Seberapa bisa rezim sekarang mengimplementasikan keadilan di kehidupan masyarakat? Keadilan sosial adalah kebutuhan masyarakat. Tentu saja keadilan sosial tidak dapat disamaratakan untuk seluruh masyarakat Indonesia. Demokrasi akan menjadi jalan tengah atau solusi jika dipegang oleh orang-orang yang mendengarkan aspirasi dari rakyat, sebaliknya juga demokrasi akan menjadi racun jika dipegang oleh orang-orang yang egois serta lebih mementingkan kepentingan untuk dirinya sendiri.

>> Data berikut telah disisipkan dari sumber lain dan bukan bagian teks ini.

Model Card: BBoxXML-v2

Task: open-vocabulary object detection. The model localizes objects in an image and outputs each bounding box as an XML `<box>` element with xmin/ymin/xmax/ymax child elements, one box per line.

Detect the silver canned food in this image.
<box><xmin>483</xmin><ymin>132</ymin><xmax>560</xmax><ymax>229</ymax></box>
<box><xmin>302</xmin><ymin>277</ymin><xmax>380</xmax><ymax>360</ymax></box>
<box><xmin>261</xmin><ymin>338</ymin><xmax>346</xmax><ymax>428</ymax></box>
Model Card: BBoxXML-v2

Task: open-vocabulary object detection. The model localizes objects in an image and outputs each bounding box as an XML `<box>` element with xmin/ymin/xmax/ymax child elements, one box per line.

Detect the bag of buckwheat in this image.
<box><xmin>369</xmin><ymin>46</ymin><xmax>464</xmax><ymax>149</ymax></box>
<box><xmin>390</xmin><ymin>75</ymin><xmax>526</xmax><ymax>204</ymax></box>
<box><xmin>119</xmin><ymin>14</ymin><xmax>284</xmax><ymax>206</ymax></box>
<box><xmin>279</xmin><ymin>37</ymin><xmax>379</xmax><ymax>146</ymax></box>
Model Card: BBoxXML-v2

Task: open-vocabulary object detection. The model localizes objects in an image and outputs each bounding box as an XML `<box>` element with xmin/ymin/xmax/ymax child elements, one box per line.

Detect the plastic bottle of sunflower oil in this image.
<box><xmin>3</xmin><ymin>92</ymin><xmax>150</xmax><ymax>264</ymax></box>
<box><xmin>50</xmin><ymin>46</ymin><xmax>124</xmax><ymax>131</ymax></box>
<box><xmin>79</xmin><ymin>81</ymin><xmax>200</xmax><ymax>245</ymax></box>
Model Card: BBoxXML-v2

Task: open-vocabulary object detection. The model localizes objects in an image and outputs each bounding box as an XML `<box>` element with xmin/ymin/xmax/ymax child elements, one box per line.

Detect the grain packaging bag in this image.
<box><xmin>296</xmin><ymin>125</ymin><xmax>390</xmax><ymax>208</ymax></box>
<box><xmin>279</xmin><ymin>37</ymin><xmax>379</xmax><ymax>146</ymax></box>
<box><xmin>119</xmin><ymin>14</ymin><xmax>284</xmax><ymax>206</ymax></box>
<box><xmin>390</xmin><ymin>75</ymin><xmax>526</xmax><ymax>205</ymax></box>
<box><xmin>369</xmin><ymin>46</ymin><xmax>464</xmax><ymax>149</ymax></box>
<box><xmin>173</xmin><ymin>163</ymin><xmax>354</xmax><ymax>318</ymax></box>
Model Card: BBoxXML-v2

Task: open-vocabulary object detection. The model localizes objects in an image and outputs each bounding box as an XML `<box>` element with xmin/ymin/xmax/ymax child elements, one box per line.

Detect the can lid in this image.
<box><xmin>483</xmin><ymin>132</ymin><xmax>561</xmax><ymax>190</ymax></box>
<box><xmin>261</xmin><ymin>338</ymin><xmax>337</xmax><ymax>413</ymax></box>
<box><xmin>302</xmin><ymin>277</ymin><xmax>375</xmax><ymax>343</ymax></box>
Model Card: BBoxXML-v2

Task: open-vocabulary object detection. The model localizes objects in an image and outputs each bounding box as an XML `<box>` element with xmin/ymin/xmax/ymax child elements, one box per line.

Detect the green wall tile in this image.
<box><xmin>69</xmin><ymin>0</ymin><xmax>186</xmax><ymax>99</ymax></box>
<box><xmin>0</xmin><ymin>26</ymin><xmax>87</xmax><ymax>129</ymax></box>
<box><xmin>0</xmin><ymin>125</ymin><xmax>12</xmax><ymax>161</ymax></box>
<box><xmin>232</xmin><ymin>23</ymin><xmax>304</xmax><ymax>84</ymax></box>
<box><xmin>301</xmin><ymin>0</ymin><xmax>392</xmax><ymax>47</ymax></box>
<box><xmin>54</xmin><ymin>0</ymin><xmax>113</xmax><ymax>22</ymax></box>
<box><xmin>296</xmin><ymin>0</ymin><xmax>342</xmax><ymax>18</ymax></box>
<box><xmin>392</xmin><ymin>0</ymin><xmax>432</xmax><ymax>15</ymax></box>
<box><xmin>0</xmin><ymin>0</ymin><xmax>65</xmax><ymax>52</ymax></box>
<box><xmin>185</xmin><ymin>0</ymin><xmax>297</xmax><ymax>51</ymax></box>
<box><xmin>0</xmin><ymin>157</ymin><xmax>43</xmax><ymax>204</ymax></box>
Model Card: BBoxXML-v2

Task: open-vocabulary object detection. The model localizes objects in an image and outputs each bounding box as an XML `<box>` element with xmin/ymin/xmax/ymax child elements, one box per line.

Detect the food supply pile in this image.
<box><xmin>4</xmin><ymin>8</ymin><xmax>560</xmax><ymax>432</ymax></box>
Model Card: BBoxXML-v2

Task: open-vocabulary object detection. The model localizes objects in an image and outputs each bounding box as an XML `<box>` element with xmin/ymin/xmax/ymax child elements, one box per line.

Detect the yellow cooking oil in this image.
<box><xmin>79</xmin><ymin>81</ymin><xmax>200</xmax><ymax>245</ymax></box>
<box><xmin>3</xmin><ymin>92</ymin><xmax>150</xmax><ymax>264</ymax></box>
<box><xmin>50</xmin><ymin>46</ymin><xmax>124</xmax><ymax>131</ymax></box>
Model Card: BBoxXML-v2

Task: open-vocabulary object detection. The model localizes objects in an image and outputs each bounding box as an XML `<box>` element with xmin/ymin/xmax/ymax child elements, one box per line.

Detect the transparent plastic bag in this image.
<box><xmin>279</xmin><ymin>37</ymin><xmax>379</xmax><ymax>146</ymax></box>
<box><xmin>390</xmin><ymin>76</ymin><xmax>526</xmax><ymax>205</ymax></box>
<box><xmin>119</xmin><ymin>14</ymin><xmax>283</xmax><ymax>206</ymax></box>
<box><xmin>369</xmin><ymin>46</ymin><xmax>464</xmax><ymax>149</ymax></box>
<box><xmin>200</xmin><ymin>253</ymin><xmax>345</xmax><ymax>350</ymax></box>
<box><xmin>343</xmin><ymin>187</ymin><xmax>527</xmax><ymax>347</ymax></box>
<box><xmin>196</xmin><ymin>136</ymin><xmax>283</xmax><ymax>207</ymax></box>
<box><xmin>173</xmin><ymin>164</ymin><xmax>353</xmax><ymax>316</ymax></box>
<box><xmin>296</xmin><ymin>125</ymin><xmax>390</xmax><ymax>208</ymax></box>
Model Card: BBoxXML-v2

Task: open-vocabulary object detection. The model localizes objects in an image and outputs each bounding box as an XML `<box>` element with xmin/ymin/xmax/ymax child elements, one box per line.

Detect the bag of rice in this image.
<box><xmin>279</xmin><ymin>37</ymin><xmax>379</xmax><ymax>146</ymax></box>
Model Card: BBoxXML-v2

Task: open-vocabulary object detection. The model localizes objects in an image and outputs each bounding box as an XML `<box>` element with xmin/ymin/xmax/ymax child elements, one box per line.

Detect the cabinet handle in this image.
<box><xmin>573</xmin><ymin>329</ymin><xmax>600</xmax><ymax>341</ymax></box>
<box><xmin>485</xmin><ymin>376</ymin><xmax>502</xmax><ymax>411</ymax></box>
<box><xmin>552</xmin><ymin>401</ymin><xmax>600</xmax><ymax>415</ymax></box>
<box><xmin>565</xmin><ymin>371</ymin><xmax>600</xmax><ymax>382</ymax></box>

Keadilan itu salah satu barang dagang atau nilai jual yang besar untuk disampaikan dalam demokrasi karena keadilan bukan semata-mata untuk mencapai tujuannya melainlan dilihat dari bagaimana proses dari keadilan tersebut. Proses tersebut berupa pertimbangan mengenai adil atau tidaknya langkah atau jalan yang diambil untuk memperoleh keadilan tersebut. Kekuasaan selalu memperdagangkan keadilan dengan proses yang selalu berhasil dalam memenangkan hati masyarakat.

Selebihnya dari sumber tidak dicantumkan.